Kucinich delivered variations on this theme throughout the weekend. At a Friday night fundraiser at Barr Mansion, in between the mellow singer-songwriters and the catered food, he noted the Garden of Eden motif of the remodeled barn’s mural and launched into an evocation of humanity’s “interconnectedness and interdependence.” He described his campaign as a means of fulfillment of “this commitment we are making to each other,” and noted the new year’s urgency to “assert the claims of all humanity for peace, for hope,” and the desire to “merge with all of creation.” If the rhetoric seemed more than a little heady for a political campaign, it was entirely in keeping with the decor, the local expressions of not-so-haute couture, and the constellation of stars that have gathered around Kucinich as the peace candidate. (Actors Mimi Kennedy and James Cromwell were prominent throughout the weekend, and among several others joining Nelson and Raitt on stage were Michelle Shocked, Tish Hinojosa, Kim Wilson, and Michael McDonald. If nothing else, Kucinich can surely lay claim to the All-Star Entertainer endorsements.)

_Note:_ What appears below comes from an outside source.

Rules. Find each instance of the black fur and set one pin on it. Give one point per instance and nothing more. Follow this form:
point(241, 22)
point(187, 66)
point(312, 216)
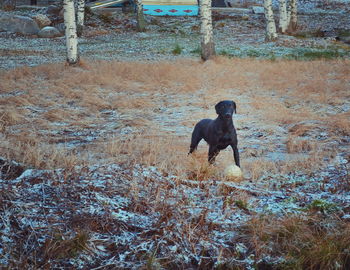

At Saturday morning’s labor forum, Kucinich was a good bit less abstract, noting his own longtime union membership as well as his consistent opposition to international trade policies that he called responsible for both U.S. job losses and environmental degradation. “I’m not just a missionary to labor — I come from the House of Labor,” he said. “And when I’m president, I’ll cancel the WTO and NAFTA and return to bilateral trade relations that protect labor standards and environmental standards. … If you vote for me, you’re not just settling for what you can get — not just winning an election, but putting a brother in the White House.”
Kucinich is proud of being “the only candidate who has actually voted against this war,” and roundly rejects the notion that his policies or his campaign are exercises in idealism. The only honest response to an immoral war, he insists, is U.S. withdrawal and turning the operation over to the United Nations and the Iraqis as soon as possible. He repeated that message on the Capitol steps Saturday afternoon to a surprisingly large and enthusiastic holiday crowd of nearly 1,000 people. “We are here because we disagree with those who insist that war is inevitable,” he declared. “We believe that peace is inevitable. … We are called upon to be witnesses for peace.” He went on to summarize a plan for handing over Iraq administration, contracting, and governmental transition to the UN, to be followed by rebuilding and U.S. reparations.
In conversation, Kucinich insisted the race for the Democratic nomination remains wide open and that he is in it to win at the national convention in August. Asked if he thought his forthright and uncompromising perspective could find a space in U.S. politics, he said, “I think it exists, but it needs a voice. I’m creating that space. I’m giving voice to the concerns that many Americans have, about getting out of Iraq. That’s why I say I’m making it a defining issue. It needs a voice — whether it’s the civil rights movement, the environmental movement, the women’s movement, or for the peace movement — getting out of Iraq. There needs to be a voice. So I’m the voice — and people can be heard, but also they can choose to vote for that voice.”